NO QUICK FIXES TO ARSENAL DEFENCE
Shkodran Mustafi was the villain of the piece when Arsenal lost to Palace, allowing Wilfried Zaha to walk past him and restore the Eagles’ lead in a game ultimately decided by one goal. The German was duly dropped – only for Emery’s side to put in an abject performance defensively in their loss to Wolves.
Mustafi wasn’t the only defender not to make it into Wednesday’s XI having played on Sunday – Konstantinos Mavropanos also struggled against Palace, and lost his place to fellow Greek centre-back Sokratis.
So what is the answer for Emery?
Leicester are just the sort of side that can hurt Arsenal. Jamie Vardy is a nuisance for the best defenders, Demarai Gray has the pace to trouble Ashley Maitland-Niles, and James Maddison will spot any gap in the Gunners’ defence – and they’ve been leaving plenty.
The Arsenal manager could opt to switch to a back three, bringing in Sead Kolasinac to play at left-back and pushing Nacho Monreal. It’s a system that has worked for Emery quite often this season – though not against Palace. And it would leave Arsenal vulnerable on the counter, which would be music to Leicester City ears.

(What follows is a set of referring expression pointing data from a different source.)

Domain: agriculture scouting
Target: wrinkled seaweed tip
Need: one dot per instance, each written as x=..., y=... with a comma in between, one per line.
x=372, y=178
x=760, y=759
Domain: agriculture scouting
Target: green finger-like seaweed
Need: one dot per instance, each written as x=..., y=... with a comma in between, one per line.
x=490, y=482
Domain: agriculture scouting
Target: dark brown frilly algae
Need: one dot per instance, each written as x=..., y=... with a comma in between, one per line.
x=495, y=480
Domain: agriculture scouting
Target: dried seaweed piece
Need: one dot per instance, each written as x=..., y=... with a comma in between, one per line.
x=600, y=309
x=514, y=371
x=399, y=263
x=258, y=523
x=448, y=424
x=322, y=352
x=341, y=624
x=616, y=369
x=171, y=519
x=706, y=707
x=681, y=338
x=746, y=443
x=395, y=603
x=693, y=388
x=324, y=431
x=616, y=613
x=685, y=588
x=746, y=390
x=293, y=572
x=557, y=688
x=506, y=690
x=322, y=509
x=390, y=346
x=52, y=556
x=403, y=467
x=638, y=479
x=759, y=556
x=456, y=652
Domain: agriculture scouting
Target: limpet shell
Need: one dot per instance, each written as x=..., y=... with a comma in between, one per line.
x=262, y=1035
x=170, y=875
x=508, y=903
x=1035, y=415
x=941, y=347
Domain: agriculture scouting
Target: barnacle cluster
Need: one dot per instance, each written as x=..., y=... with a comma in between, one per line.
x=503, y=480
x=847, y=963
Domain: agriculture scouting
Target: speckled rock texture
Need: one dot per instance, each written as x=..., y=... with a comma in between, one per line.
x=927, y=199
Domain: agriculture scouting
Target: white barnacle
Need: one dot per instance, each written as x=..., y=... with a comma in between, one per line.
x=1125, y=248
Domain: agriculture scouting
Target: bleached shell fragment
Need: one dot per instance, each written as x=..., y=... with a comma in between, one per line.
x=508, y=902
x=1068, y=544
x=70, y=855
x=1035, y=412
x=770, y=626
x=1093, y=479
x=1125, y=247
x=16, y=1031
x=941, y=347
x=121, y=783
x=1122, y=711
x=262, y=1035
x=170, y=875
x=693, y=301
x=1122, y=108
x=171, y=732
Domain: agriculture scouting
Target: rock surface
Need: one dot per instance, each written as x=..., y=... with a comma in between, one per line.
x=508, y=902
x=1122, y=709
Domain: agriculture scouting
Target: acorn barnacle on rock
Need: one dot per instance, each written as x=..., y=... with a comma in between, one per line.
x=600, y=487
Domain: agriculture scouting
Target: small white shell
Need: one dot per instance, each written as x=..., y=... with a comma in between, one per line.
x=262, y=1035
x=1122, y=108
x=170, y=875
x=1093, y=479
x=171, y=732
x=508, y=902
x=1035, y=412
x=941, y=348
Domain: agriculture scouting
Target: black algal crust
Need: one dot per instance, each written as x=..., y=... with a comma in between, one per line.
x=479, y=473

There are no quick fixes for Arsenal at the back.
LEICESTER CITY THE KING-MAKERS
Leicester City’s fixture list puts them in an intriguing position during the Premier League run-in. They face Arsenal on Sunday, then Manchester City the following Monday, before ending the season with a home fixture against Chelsea, which means they will have a direct impact on both the title race and the fight for the top four.
That they face Arsenal and Chelsea, both poor away sides, at home is good news for United and Spurs fans, with those two sides having done the double over the Foxes this season.
Meanwhile, Leicester have already had their say in the title race, getting a shock win against City in December and then battling back for a draw at Anfield a month later when Liverpool had the chance to go seven points clear with a win.
And of course, Brendan Rodgers – the last manager to have Liverpool involved in a title race, when they fell just short in 2014 – has his own target. European football is still on the cards if Leicester finish seventh, with a heated battle involving themselves, Wolves, Everton, and Watford still ongoing.
It’s no miraculous title campaign, but these are still exciting times at the King Power Stadium.